Health officials have recalled oysters harvested in the affected area from Charleston Harbor south to the North Edisto River between Mon. Feb. 19 and Wed. Feb 28.
Charleston-based shellfish dealer and operator of two oyster farms in Charleston County, Seaborn Oyster Co., had to close down one of their farms, situated along the North Edisto River, for the mandated 21 days as a result of the spill.
Owner of Seaborn Oyster Co. Cyrus Buffum said in a press release, "We're fortunate to have oyster beds outside of the closure zone, but others weren't as lucky. Because of the neglect of our aging wastewater infrastructure, countless watermen are out of work and half of the county's waterways are now unfit for public use. That's not right."
The Clean Water Act of 1972 set federal standards to regulate pollutant discharges into waterways.
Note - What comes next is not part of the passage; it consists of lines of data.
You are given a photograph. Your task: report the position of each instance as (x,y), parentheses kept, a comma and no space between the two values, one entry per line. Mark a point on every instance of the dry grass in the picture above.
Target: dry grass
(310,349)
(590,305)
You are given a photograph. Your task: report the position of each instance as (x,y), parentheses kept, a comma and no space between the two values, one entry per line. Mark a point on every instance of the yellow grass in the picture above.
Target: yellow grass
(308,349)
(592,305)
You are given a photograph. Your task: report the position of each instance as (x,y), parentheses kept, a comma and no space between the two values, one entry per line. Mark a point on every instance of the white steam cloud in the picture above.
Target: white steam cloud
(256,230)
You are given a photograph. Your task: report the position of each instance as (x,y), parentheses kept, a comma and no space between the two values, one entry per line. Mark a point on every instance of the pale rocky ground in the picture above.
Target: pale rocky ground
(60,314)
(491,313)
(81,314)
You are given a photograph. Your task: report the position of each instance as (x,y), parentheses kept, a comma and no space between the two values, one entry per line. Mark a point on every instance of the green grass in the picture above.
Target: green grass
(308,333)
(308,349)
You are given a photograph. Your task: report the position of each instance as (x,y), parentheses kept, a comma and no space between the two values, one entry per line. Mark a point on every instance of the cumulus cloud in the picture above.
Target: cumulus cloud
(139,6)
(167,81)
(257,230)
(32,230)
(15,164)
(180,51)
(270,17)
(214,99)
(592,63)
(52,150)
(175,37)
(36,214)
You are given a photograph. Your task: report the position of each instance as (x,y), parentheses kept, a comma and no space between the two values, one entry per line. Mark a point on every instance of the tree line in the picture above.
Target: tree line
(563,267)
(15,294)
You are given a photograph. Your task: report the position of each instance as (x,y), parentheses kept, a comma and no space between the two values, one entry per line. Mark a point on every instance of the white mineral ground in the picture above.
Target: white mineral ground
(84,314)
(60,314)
But today, nearly half a century later, that aging infrastructure needs to be addressed, says Buffum.
This is not the first spill to happen in the area. According to the P&C
, 12 years ago, Hollywood was fined "$24,000 and put under a consent order by DHEC after 11 spills in the prior two years released more than 340,000 gallons of sewage into the environment."
Buffum said that as the Lowcountry continues to grow, "we cannot expect nearly 50-year old infrastructure to effectively safeguard our waterways." He goes on to urge that "municipalities must take a more proactive approach to protect our region's greatest asset."
Buffum, the founder and former executive director of nonprofit Charleston Waterkeeper, said population influx isn't the only problem. With an increase in intense hurricane season weather, the likelihood of infrastructure failing increases. According to DHEC, last year's heavy rains from Hurricane Irma caused an infiltration of stormwater, with over 500,000 gallons of sewage spilling into tri-county waters, forcing the closure of shellfish beds.
Buffum believes that the tri-county area must first start with an in-depth analysis of all wastewater infrastructure, an assessment that should show "precisely where and to what extent investments are needed."